How to write an original film
The most important question you need answered in your career is “how to write an original film”. Why is this important? Because film is one of the only mediums were a copy doesn’t cut it. If your script is the same as another film that exists it will not get made.
I am not talking about genre.
Genre is a way of grouping stories that have a similar theme, topic and style. Genre is a way for an audience to get an understanding of what they are about to see. It is like saying a restaurant is a French restaurant, you know you are going to be served French cuisine. What I am talking about is being predictable.
How to avoid being predictable.
I believe (you are free to believe whatever you like) that sticking to the accepted formulas is a quick track to predictability. If you, as a reader, know that there must be a particular event on page 75 because book Blah Blah says so, there can be no surprise. The formula guarantees nothing new to see or feel. But if you write a story based on events, people, characters and themes, and you let them happen as the story dictates you will be unique and unpredictable.
Harry Potter as an example.
I really like the Harry Potter films, Steve Kloves is a great writer and did wonderful things with the source material. However, the first movie that wasn’t based on a book felt like a movie. I was watching “fabulous beasts and where to find them” and felt myself thinking, we are near the end, it looks like he has won, the baddies need to make a comeback. Sure enough right on queue Colin Farrell appears attacking for all he is worth. Why did it happen in that movie? Because they had a built-in audience and falling back on a formula is a safe bet. I know I am more sensitive to this as I am a writer and I can see this stuff coming, but so can producers. Unless you already have a built-in audience in the millions you can’t play it safe and rely on formula.
So how to be original when everyone says no.
People are herd animals and get safety from being part of a group. Therefore, writing rules are popular. I have written about this before. You must find your own voice and form. You may find that it ends up looking like a formula. But you will have gained all the knowledge from the journey reaching your style, which cannot be found blindly following a book.
Let’s play a little game.
We have a farm boy that is waiting to revenge his father’s murder. His mother is dying, so while he is caring for his mother he takes that as an opportunity to learn more about the people that caused his father’s death. I would write this by having his mum try and convince him not to go and have him lie to her. If we follow a formula, he would want to go and get revenge, then decide not to go (Refusing the call), then something would happen and he would then go on his mission to revenge. Why have this refusal? Some people would say because it gives depth and flaw. But I have known people that are single minded. They would just go.
There are some truths that never change. Your story will have a start, middle and an end. Once you have established the world and the people in it and even what the story will be about, you don’t have to go back. That is the start. This will be short.
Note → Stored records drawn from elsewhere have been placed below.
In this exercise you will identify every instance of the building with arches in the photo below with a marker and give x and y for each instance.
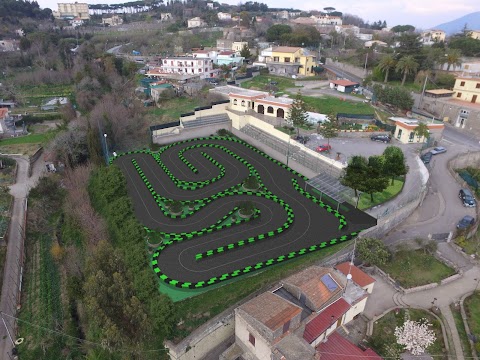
(259, 102)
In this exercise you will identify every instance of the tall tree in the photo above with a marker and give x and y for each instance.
(298, 116)
(406, 65)
(453, 57)
(394, 164)
(376, 181)
(354, 174)
(386, 64)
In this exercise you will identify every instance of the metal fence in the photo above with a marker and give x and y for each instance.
(292, 151)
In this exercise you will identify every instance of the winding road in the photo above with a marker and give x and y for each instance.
(312, 225)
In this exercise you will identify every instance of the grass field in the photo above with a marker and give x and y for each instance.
(201, 308)
(457, 315)
(427, 268)
(261, 83)
(472, 308)
(383, 340)
(172, 109)
(379, 198)
(329, 104)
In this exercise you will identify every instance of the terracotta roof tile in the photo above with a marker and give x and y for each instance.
(358, 276)
(271, 310)
(309, 281)
(325, 319)
(338, 348)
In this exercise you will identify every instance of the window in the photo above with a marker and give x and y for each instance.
(251, 339)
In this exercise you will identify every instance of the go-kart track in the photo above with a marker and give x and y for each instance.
(202, 245)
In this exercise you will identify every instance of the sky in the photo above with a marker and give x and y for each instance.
(422, 14)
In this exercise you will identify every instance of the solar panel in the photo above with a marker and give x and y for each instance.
(329, 282)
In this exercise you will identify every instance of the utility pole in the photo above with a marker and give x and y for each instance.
(423, 93)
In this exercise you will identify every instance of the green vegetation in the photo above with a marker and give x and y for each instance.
(383, 340)
(426, 267)
(472, 308)
(330, 104)
(457, 316)
(263, 83)
(30, 139)
(172, 109)
(201, 308)
(380, 197)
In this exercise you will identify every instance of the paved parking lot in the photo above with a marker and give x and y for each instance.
(350, 146)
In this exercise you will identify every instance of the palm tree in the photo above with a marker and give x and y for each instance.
(406, 65)
(453, 58)
(386, 64)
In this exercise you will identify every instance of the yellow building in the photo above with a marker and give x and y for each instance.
(72, 10)
(474, 34)
(405, 130)
(287, 61)
(467, 89)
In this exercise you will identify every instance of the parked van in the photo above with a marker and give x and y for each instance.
(467, 198)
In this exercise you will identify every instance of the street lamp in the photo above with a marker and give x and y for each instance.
(106, 146)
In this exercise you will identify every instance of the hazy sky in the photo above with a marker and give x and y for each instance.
(423, 14)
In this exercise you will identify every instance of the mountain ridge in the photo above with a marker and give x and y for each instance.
(472, 21)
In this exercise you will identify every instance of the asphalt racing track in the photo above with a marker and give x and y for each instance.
(199, 248)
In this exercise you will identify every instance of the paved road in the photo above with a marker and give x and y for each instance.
(11, 276)
(312, 225)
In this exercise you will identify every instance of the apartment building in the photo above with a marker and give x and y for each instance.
(288, 61)
(72, 10)
(467, 89)
(431, 37)
(188, 65)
Then you have the middle. This is the bulk of your story. Then the end. How the story concludes and perhaps the aftermath, this is another short bit. People will tell you that the start (first act) is 25% of your work, the story (second act) is 50% of your work and the conclusion (third act) is the remaining 25%. Yep roughly true. But just because they have that right they will try and convince you of all these other rules, laws and myths. Don’t fall for it.
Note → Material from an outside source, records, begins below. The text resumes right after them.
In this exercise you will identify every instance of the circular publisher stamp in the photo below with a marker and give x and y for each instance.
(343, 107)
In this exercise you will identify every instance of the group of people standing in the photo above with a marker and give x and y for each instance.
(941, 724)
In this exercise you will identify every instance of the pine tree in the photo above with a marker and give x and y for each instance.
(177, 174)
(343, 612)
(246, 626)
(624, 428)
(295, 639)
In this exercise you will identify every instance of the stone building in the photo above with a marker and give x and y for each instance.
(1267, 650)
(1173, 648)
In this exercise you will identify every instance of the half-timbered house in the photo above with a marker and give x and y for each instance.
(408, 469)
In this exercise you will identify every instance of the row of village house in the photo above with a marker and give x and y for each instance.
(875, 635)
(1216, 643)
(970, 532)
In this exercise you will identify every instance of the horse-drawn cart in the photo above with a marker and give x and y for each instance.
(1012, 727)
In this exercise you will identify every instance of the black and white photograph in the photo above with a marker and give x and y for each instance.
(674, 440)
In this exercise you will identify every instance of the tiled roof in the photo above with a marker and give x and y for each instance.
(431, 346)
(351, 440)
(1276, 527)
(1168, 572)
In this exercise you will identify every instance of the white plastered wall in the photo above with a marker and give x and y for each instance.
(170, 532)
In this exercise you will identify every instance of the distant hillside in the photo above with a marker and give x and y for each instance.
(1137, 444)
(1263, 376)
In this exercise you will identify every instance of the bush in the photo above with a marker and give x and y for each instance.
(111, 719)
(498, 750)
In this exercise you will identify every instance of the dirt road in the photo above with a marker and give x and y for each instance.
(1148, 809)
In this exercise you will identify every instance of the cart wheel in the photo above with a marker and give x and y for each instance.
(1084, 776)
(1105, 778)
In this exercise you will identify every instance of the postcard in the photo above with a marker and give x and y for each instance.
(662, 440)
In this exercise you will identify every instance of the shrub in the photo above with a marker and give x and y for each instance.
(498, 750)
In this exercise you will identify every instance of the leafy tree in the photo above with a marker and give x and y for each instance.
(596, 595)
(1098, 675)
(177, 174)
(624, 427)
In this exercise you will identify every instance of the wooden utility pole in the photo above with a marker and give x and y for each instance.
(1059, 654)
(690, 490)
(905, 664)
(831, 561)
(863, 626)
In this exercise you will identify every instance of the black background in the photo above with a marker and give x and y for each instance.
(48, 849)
I haven’t given you a magic formula or even a checklist to follow. What I have given (I hope) is insight into what will make you a great writer, you. You must write in your voice, with your rhythm and style. There are story structures and concepts that will guide you. But no formulas. If someone mentions a page number or something like “likeable protagonist” or “needed B story” go to your happy place and the pain will pass.
If you want to learn great writing copy the great writers. Learn from them. Then metabolise what they do and make it part of you. Then go into the world and write.